Vous trouverez ci-dessous la position d’Amnesty sur les objets parlementaires concrets correspondants.
Vue d'ensemble (Par thème)
Égalité
13.468 n Iv. Pa. Groupe GL. Mariage pour tous
19.081 é CC. Changement de sexe à l’état civil
Asile et migration
20.063 n Loi sur les étrangers et l’intégration. Modification
Violences sexuelles
19.3869 n Mo. Conseil national (Rytz Regula). Campagne de grande envergure contre le sexisme
19.317 n Iv. Ct Genève. Pour faciliter la lutte contre le harcèlement sexuel
Autres objets
20.024 Groupe de la Banque mondiale et Banque africaine de développement. Augmentation de capital
ÉGALITÉ
CE, mardi 1 décembre
13.468 n Iv. Pa. Groupe GL. Mariage pour tous
Le Conseil national s’est prononcé durant la session d’été pour le « mariage civil pour tous » et pour une pleine égalité de tous les couples quels que soient leur sexe ou leur orientation sexuelle, qui doivent bénéficier des mêmes droits, également en ce qui concerne le don de sperme et la reconnaissance du lien de filiation dès la naissance. Amnesty International se réjouit de cet engagement en faveur du principe de non-discrimination et appelle le Conseil des États à suivre sa Commission des affaires juridiques et à approuver la proposition.
Sept ans après le dépôt de l’initiative parlementaire Kathrin Bertschy au Conseil national, ce dernier a très nettement voté pour une pleine égalité de tous les couples quels que soient leur sexe ou leur orientation sexuelles face au mariage (132 voix pour, 52 voix contre et 13 abstentions).
CE, mardi 1 décembre et CN, jeudi 7 décembre
19.081 s CC. Changement de sexe à l’état civil
Les deux Chambres se sont déjà largement ralliées au projet du Conseil fédéral, et ont décidé de faciliter le changement d’état civil pour les personnes trans. Une simple déclaration sera désormais suffisante pour faire rectifier la mention du sexe et le prénom. Amnesty approuve cette proposition fondée sur le principe de l’autodétermination, tout comme Transgender Network Suisse.
Amnesty se réjouit également que la Commission des affaires juridiques du Conseil des États suive la proposition du Conseil national, qui refuse l’exigence du consentement parental pour les mineur·e·s disposant de la capacité de discernement.

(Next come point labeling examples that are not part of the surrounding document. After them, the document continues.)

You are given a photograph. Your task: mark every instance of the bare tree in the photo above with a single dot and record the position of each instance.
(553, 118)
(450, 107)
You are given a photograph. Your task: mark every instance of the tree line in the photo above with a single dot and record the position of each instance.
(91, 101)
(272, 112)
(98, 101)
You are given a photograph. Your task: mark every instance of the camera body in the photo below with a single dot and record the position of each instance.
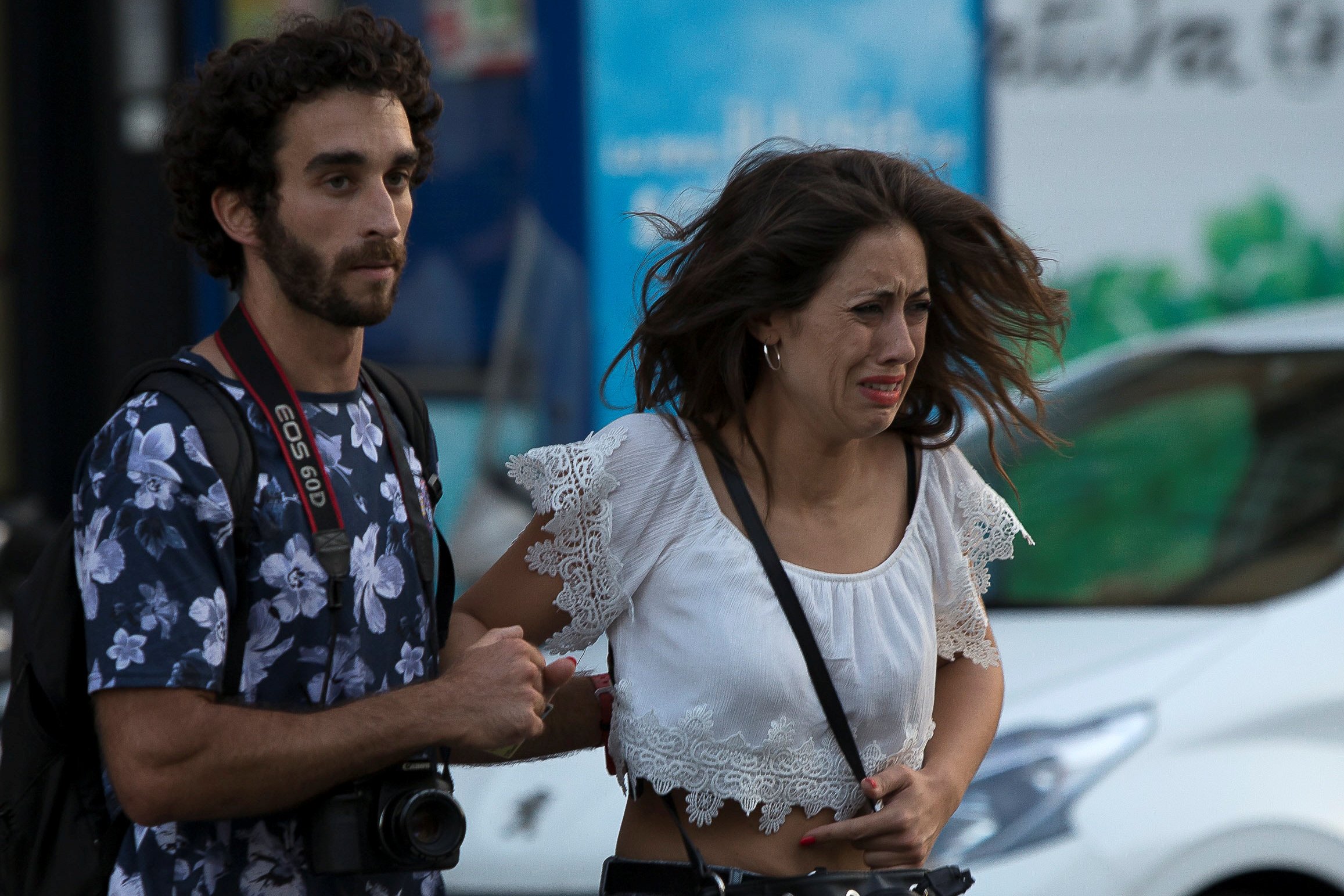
(401, 818)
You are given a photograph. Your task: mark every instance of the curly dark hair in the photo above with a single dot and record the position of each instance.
(222, 124)
(769, 242)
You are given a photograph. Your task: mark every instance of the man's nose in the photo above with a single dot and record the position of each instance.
(379, 214)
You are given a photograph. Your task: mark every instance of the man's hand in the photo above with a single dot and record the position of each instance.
(915, 807)
(495, 693)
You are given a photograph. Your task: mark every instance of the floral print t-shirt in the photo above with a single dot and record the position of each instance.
(155, 559)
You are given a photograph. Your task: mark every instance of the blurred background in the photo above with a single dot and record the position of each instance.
(1175, 719)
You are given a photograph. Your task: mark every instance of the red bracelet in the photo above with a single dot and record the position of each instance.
(602, 688)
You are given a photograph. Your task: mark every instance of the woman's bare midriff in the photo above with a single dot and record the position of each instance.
(734, 839)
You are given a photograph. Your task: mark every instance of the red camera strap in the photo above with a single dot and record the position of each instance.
(257, 369)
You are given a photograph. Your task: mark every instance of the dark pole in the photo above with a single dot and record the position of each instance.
(54, 213)
(99, 282)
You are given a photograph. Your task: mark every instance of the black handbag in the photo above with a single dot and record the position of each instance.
(940, 881)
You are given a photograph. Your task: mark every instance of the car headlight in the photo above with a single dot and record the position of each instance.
(1030, 779)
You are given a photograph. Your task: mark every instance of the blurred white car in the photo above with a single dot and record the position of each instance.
(1174, 646)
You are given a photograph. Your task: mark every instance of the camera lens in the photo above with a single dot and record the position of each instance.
(424, 825)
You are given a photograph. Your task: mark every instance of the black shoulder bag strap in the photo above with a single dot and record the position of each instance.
(263, 378)
(232, 453)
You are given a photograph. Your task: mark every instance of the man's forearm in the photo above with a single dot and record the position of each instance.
(573, 725)
(242, 761)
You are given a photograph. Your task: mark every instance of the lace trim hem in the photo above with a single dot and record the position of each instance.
(572, 483)
(987, 534)
(782, 773)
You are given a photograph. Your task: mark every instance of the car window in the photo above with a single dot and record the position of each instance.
(1196, 478)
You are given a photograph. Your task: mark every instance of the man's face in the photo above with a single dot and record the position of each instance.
(336, 238)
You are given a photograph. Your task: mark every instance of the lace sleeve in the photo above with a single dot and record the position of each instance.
(984, 528)
(573, 483)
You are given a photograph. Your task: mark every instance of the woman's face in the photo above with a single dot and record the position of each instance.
(849, 357)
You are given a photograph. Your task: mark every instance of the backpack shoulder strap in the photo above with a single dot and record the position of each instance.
(232, 452)
(218, 418)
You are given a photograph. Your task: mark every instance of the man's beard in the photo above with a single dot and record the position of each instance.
(316, 289)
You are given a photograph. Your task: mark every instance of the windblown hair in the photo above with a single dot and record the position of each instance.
(772, 239)
(224, 125)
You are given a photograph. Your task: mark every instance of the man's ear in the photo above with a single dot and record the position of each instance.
(236, 217)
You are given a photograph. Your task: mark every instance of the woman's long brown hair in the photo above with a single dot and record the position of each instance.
(772, 238)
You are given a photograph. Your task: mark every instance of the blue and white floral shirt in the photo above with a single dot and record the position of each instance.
(155, 558)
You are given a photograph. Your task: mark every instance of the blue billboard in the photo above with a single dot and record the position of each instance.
(677, 91)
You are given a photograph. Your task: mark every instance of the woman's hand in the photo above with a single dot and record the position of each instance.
(915, 807)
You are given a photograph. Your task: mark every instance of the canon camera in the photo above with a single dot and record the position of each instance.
(403, 818)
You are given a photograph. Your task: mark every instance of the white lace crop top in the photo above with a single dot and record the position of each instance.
(711, 691)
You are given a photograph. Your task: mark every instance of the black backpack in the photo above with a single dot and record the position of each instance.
(57, 834)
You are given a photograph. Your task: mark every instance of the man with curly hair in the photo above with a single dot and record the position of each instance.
(292, 164)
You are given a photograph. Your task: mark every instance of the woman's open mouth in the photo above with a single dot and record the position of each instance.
(882, 390)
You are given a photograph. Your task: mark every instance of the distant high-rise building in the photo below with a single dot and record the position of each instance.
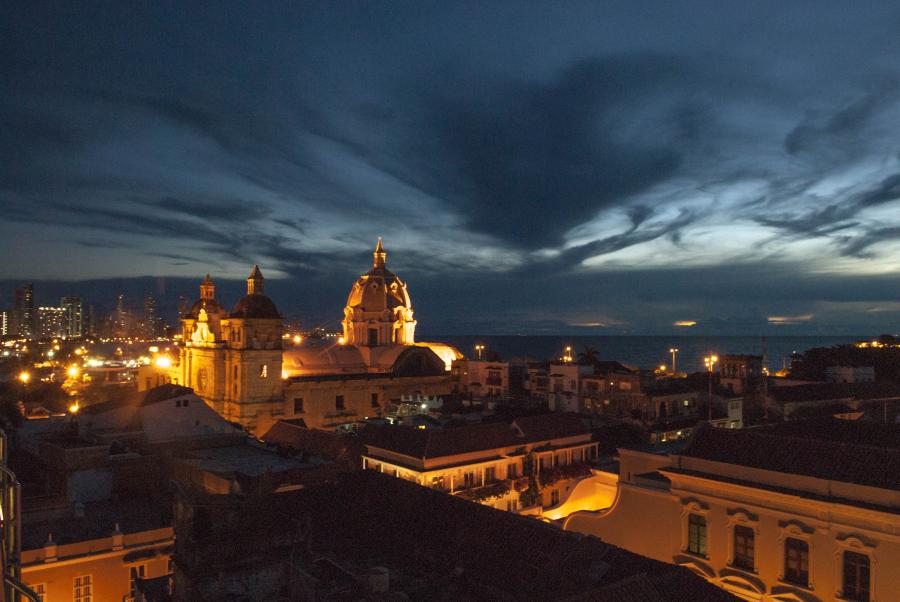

Amnesty recommande au Conseil des États de suivre la majorité de sa commission.
Asile et migration
CN, mercredi 16 décembre 2020
20.063 n Loi sur les étrangers et l’intégration. Modification
Amnesty International estime qu’interdire par principe les voyages à l’étranger ou les restreindre encore davantage pour les requérant·e·s d’asile et les personnes admises à titre provisoire est une atteinte disproportionnée au droit à la vie privée et familiale. Ce droit est garanti par la Constitution et par la Convention européenne des droits de l’homme (CEDH), et il constitue l’un des droits de l’enfant. De telles mesures limiteraient en outre fortement la liberté de mouvement des personnes concernées. Lors de la consultation, l’organisation de défense des droits humains a déjà fait savoir son opposition catégorique aux modifications projetées. Amnesty considère en revanche comme un progrès que les personnes au bénéfice d’une admission « provisoire » qui exercent une activité lucrative et remplissent les conditions prévues par la loi soient autorisées à changer de canton. Il faut cependant aller plus loin et prendre des mesures supplémentaires pour améliorer l’intégration de ces personnes dans le marché du travail.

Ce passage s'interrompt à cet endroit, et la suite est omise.